C'est la commémoration de la mort de S. Petlioura en 2006 à l'Arc de Triomphe en présence d'officiels français, alors que les membres de la LICRA venus protester contre cette cérémonie étaient refoulés sans ménagement par le service d'ordre. Dans mon livre j'explique qui était cet ataman, responsable de la mort de 40 000 juifs ukrainiens alors qu'il se battait pour l'indépendance de l'Ukraine et que les Juifs étaient cette fois encore ses compatriotes. Ce révisionnisme m'a insupporté et j'ai voulu écrire pour que l'on sache comment l'Histoire est manipulée.

Tchernobyl et la folie des hommes, nous sommes loin du polar tout en restant dans un sentiment de noirceur. Pourtant on ne peut faire autrement que de s'attacher à ces trois hommes, trois destins fauchés par la vie. Comment faites-vous pour mettre un peu d'humanité dans ce monde de brutes ? Reste-t- il un peu d'espoir pour l'homme ?
L'humanité c'est chacun d'entre nous qui devons nous en occuper. Chaque jour combattre notre face obscure qui attend presque rien pour ressurgir. Mon histoire personnelle me permet de le savoir. Oui, dans nos démocraties, j'espère. Pas dans les trop nombreux pays qui méprisent l'existence des autres. Pas dans ces pays qui justifient leur haine au nom d'un Dieu ou d'une idéologie.

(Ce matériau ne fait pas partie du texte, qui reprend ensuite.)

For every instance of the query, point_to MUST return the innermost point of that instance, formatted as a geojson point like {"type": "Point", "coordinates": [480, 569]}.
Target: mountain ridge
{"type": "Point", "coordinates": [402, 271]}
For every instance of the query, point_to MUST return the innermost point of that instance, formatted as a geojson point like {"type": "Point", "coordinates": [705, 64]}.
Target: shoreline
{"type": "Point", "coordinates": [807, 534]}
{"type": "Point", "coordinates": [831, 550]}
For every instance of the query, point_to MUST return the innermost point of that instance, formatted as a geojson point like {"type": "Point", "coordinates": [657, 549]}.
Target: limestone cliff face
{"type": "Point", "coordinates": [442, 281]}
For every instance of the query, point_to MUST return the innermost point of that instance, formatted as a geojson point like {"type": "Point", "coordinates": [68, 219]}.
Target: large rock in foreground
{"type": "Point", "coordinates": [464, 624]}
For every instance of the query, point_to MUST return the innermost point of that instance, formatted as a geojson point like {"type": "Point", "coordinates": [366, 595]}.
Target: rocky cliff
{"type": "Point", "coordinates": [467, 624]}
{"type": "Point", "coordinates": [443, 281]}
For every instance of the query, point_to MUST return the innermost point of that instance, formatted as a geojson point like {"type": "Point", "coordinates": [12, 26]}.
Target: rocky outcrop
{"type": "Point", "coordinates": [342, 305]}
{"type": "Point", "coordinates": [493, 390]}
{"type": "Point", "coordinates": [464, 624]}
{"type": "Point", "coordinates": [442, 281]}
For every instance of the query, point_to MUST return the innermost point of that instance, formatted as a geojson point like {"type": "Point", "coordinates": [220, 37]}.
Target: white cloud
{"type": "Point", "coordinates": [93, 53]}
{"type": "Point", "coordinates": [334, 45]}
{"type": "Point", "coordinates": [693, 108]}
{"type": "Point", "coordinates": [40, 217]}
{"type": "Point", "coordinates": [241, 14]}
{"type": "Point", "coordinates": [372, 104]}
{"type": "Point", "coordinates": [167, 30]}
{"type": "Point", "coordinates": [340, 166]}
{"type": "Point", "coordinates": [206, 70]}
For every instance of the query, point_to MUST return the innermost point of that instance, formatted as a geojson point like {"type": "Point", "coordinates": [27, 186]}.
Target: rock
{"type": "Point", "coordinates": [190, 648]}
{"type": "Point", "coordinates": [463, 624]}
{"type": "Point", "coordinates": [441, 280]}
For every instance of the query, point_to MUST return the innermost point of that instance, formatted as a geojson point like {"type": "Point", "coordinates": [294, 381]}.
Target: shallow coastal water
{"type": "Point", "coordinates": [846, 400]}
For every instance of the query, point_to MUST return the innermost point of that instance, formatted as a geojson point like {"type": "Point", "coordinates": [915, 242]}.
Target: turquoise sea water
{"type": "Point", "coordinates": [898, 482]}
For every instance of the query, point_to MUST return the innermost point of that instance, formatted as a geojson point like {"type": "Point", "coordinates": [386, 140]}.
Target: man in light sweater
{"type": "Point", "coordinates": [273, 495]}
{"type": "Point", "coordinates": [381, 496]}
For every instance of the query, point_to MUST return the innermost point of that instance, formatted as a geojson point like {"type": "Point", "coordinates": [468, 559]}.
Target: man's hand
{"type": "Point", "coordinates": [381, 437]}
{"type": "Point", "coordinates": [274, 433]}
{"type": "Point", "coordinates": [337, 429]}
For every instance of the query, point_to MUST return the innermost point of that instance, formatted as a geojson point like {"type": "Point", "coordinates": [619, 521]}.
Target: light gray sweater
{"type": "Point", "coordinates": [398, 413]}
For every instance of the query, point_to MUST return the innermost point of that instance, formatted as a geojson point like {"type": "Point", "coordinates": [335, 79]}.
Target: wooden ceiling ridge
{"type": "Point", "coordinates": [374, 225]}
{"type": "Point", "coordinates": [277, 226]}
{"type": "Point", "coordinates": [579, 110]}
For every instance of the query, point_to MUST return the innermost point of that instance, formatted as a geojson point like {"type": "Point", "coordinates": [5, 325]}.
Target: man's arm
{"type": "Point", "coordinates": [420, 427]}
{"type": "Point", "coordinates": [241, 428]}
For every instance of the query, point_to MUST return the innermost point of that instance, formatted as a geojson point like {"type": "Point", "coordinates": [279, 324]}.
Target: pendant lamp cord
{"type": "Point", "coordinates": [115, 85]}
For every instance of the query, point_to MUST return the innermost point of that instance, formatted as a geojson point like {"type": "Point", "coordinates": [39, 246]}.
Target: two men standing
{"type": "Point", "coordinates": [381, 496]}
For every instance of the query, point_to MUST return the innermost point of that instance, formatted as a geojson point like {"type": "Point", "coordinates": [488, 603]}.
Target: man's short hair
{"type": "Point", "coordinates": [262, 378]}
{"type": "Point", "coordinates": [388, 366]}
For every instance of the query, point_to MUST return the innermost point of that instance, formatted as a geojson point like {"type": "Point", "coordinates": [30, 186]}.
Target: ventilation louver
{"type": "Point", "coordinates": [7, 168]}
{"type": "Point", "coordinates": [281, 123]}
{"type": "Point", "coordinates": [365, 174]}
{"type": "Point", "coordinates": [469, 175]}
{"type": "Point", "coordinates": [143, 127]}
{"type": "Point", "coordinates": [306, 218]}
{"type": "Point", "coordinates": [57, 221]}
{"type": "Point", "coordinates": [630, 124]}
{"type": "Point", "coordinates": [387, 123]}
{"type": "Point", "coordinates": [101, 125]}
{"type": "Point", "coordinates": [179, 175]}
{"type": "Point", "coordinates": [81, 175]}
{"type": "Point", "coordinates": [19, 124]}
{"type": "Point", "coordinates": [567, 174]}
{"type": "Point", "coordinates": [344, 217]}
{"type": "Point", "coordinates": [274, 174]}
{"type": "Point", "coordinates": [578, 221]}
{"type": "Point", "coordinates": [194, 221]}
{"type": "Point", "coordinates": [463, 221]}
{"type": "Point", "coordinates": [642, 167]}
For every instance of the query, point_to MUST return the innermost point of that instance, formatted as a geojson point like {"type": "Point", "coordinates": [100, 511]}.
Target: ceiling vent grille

Ici pas de femme en 1er plan. Pourquoi ?

Elles ne se sont pas imposées, j'ignore pourquoi


Qui sont vos derniers coups de cœur littéraires ? Cinéma, musique ?
Les films récents qui m'ont beaucoup plu. Dont will be blood. Julia. No country for the old man. Que des films noirs.


- Merci beaucoup, pour toutes vos réponses, vous avez le mot de la fin ...
Le mot de la fin chère Delphine, est que répondre par mail à une pourtant si bonne interview relève de l'exploit, quand : on est sans cesse interrompu par le téléphone, et que l'on est suffisamment distraite pour taper sur n'importe quelle lettre du clavier et faire une fausse manœuvre que je n'arrivais pas à rectifier.